Al-Aqsa Storm’s immediate objectives were to infiltrate and seize key Israeli security installations, such as the Re’im military base which serves as the headquarters for the Gaza Division; kill or capture a significant number of Israeli soldiers; establish Palestinian territorial control over population centers within Israel’s boundaries for the first time since 1948; and present significantly improved Palestinian capabilities to the Israeli public and security establishment with a massive missile barrage at Israeli cities and the deployment of new infiltration and combat techniques. While Israeli civilian casualties do not appear to have been an objective as such, it appears that many were killed, and others abducted. Additionally reports of a massacre at a desert party have yet to be confirmed, but may well prove true.

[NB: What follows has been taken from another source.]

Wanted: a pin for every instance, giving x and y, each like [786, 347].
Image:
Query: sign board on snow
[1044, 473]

In the event, the operation succeeded in nearly all respects, one suspects beyond the wildest expectations of those who planned and executed it. Dozens of Israeli soldiers, including a major-general, were spirited into captivity inside the Gaza Strip. Many more, including senior officers, were killed and wounded, and almost twenty-four hours after the operation commenced, Palestinian fighters remained ensconced in multiple locations and installations inside Israel. Images of Israeli bulldozers and missiles deployed against the Israeli police headquarters in Sderot to dislodge Palestinian fighters within it will remain with us for some time, and as with the Egyptian military’s nearly effortless crossing of the Suez Canal in 1973, won’t be erased by subsequent developments.

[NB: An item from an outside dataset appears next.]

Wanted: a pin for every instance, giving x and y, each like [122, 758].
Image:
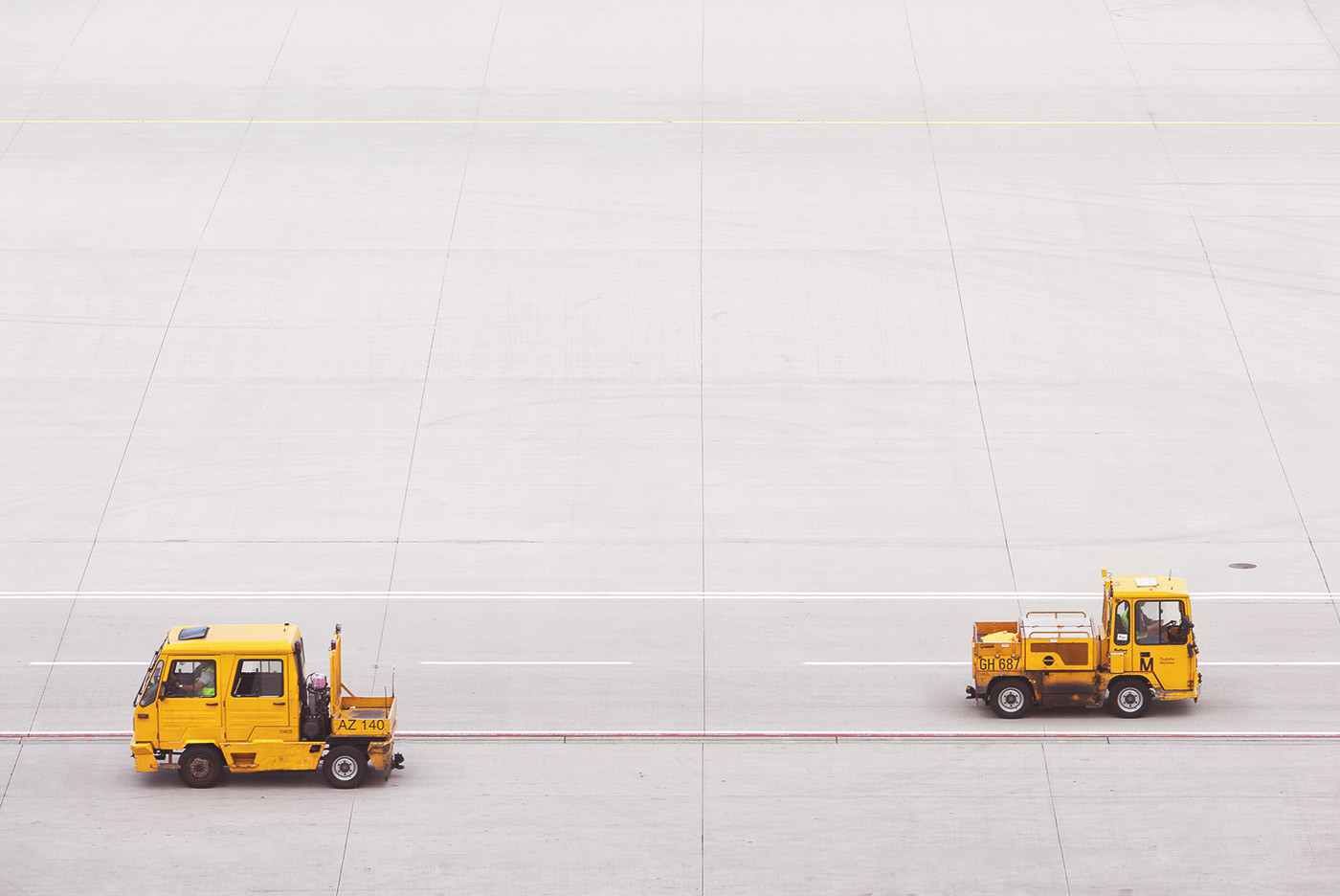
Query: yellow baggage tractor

A more difficult question concerns Hamas’s motives and broader aims. Seen from the movement’s perspective, Israel has simply gone too far, for too long. Particularly under the stewardship of the Netanyahu government and its predecessor, escalation has been consistent and transformed into a strategy. Ethnic cleansing of the Jordan Valley, army-enabled attacks on villages throughout the West Bank by settler auxiliaries, and increasing incursions by prominent Israeli politicians and settler groups into the Haram al-Sharif in Jerusalem’s Old City have reached new heights, and done so in the explicit service of formal annexation. Indeed, speaking last month to the United Nations General Assembly, Prime Minister Binyamin Netanyahu displayed a map that showed both the West Bank and Gaza Strip as part of Israel.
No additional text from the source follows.